Política
Câmara aprova dispensa de licitação para medicamentos produzidos pela Hemobrás
Projeto vale quando a estatal for a única instituição no país a produzir hemoderivados para o SUS; texto segue para o Senado
A Câmara dos Deputados aprovou nesta quarta-feira (17) o projeto de lei que dispensa a exigência de licitação para o fornecimento de medicamentos hemoderivados ao Sistema Único de Saúde (SUS), quando a Hemobrás for a única instituição no país a produzi-los.

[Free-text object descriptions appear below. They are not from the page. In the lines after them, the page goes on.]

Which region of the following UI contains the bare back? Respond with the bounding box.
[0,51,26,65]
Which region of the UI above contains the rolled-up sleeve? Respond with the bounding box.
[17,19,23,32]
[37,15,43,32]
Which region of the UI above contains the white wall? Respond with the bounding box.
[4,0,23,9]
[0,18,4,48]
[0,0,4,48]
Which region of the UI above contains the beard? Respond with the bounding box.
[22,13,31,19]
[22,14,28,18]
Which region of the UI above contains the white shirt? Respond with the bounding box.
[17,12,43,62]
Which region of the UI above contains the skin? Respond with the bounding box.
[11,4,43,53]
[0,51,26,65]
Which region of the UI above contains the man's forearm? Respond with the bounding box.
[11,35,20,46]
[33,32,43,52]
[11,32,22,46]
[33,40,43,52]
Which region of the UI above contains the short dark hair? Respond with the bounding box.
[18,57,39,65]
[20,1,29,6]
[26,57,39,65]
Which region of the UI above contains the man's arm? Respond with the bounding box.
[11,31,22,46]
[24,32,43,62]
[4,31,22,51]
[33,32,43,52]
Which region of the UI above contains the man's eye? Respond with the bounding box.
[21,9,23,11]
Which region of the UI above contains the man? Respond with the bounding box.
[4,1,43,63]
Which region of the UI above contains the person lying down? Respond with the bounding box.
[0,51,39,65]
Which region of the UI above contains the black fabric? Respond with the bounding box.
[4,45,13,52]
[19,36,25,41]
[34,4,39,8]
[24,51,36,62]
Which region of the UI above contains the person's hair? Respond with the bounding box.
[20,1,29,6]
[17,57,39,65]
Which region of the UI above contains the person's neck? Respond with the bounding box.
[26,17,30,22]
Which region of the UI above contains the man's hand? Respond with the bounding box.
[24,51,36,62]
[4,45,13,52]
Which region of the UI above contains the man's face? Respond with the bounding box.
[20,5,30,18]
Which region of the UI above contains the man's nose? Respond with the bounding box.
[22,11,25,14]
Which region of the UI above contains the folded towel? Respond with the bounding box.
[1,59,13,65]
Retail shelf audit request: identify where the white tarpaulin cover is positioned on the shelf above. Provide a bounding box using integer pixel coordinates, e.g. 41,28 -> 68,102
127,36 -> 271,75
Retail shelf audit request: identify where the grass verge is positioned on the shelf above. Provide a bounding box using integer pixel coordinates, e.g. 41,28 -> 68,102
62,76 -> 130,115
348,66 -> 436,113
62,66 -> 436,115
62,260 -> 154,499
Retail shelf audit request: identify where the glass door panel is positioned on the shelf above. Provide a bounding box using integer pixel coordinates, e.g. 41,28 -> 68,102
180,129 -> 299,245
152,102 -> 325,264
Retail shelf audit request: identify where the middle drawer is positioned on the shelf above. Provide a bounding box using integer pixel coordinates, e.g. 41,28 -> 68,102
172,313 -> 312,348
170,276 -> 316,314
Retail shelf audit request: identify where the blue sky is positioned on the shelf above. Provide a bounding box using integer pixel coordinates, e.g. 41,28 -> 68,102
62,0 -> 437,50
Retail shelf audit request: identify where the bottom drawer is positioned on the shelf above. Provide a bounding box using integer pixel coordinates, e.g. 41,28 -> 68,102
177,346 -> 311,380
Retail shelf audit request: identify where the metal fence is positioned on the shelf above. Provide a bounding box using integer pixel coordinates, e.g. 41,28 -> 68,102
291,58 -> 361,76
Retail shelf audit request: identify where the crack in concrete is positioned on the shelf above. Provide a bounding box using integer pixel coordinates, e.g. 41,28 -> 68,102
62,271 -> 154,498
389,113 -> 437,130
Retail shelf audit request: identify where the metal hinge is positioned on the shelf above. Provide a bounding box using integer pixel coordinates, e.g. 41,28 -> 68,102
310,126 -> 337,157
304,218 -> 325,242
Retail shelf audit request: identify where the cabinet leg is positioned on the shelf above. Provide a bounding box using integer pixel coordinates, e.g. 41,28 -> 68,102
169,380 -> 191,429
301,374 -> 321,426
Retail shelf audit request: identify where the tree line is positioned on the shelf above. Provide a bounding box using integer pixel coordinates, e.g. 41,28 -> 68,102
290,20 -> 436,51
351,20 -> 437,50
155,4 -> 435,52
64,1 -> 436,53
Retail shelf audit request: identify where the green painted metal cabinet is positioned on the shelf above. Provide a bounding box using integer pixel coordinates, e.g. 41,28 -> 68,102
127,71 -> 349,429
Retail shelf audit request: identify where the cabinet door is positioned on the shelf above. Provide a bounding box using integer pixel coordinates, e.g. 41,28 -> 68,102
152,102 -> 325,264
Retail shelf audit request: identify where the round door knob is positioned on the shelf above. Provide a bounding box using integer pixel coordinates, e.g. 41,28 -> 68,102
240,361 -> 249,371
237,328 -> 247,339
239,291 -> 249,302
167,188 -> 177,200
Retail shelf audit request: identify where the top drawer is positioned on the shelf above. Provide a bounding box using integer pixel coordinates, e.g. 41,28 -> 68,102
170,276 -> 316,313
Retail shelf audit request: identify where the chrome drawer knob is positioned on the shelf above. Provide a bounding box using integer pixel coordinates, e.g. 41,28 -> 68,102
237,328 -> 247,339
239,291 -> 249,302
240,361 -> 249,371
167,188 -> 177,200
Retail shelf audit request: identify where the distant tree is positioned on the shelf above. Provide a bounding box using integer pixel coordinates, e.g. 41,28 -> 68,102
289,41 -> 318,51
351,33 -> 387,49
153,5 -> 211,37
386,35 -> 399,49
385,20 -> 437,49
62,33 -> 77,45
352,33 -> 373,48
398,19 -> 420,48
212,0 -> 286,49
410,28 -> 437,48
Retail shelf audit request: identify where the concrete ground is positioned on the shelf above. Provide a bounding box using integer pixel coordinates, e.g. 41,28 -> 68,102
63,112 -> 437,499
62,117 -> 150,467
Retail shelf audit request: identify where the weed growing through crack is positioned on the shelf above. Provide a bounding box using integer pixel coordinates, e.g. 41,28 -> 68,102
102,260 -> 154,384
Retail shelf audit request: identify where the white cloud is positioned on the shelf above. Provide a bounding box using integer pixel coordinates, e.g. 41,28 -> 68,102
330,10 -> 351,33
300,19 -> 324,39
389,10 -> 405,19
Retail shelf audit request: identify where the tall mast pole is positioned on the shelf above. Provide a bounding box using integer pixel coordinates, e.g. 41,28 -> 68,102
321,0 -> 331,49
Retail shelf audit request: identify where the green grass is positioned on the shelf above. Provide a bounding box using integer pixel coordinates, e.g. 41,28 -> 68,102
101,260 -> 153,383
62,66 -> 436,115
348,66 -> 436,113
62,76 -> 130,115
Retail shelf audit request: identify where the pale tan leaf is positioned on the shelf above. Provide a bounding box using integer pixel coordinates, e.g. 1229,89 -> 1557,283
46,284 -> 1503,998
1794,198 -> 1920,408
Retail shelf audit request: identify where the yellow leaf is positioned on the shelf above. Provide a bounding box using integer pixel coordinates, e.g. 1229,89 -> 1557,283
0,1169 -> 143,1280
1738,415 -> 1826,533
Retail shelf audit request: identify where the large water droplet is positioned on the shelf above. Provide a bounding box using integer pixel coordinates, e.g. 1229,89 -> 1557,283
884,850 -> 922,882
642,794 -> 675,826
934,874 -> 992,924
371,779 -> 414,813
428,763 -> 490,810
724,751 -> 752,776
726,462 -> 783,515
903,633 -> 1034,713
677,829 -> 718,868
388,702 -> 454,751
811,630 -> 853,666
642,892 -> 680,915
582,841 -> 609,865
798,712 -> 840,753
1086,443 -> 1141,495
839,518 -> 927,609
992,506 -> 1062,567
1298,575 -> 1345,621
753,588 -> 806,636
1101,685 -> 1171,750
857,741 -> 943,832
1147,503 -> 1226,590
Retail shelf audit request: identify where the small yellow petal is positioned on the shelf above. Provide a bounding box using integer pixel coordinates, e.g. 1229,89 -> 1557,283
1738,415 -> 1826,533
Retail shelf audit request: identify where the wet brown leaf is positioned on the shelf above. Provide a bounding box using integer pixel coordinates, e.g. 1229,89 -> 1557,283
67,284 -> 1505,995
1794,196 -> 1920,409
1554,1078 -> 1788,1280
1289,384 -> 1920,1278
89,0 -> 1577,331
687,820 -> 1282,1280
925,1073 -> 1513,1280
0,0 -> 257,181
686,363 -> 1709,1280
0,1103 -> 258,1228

A proposta foi aprovada por 285 votos favoráveis e 106 contrários e agora será enviada ao Senado.
Criada em 2004, a Hemobrás é uma estatal responsável pela produção de medicamentos derivados do fracionamento do plasma obtido a partir de doações de sangue realizadas em postos de coleta em todo o país.
Autor do Projeto de Lei (PL) 424/15, o deputado Jorge Solla (PT-BA) afirmou que o Estado brasileiro poderá usar seu poder de compra para apoiar o desenvolvimento tecnológico nacional.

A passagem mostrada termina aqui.